Compass Rose
- Author: Arthur Sze
- Publisher: Copper Canyon Press
- Publication date: July 1, 2014
- Pages: 68
- ISBN: 978-1556594670
- Preceded by: The Ginkgo Light
- Followed by: Sight Lines

= Compass Rose (poetry collection) =

2014 poetry collection by Arthur Sze

Compass Rose is a 2014 poetry collection by American poet Arthur Sze. Similar to his previous works, the book features poetry that observe natural, scientific phenomena, as well as history and the passage of time. His tenth collection, it was a finalist for the 2015 Pulitzer Prize for Poetry.

== Critical reception ==
Publishers Weekly noted Sze's "contemplative, image-based poetics" and "his commitment to recognizing the activity of the world around him".

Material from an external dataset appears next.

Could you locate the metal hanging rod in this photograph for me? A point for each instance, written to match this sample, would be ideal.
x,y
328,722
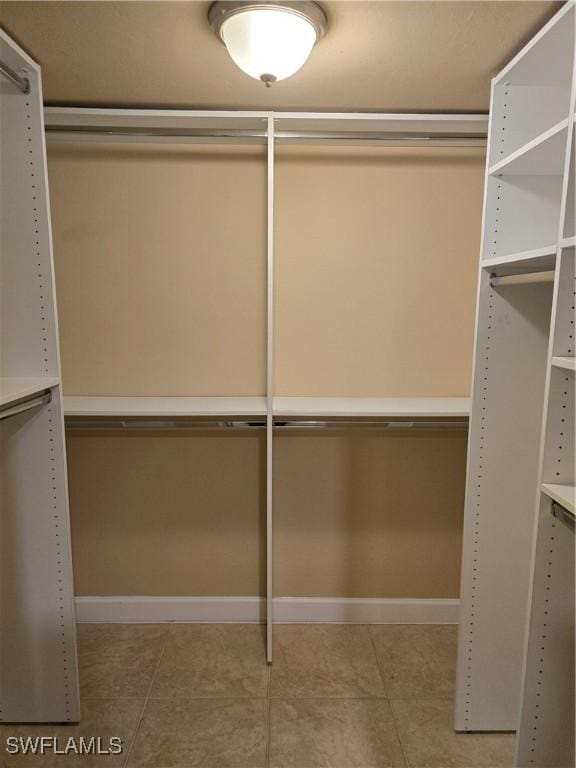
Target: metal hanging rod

Rain Taxi wrote that "These poems vibrate in the hidden, interstitial spaces between open and closed, literal and figurative, science and art, the land and its maps, the compass and the rose." Poetica, a journal at the University of New Mexico, stated that Sze "is as fluid with watering horses as drinking with quantum physicists, as literate in ancient Chinese poetry as with contemporary poetics".

In The New York Times, David Orr included the book on his 10 Favorite Poetry books of 2014 list, calling it "a subtle, patient, many-layered examination of consciousness".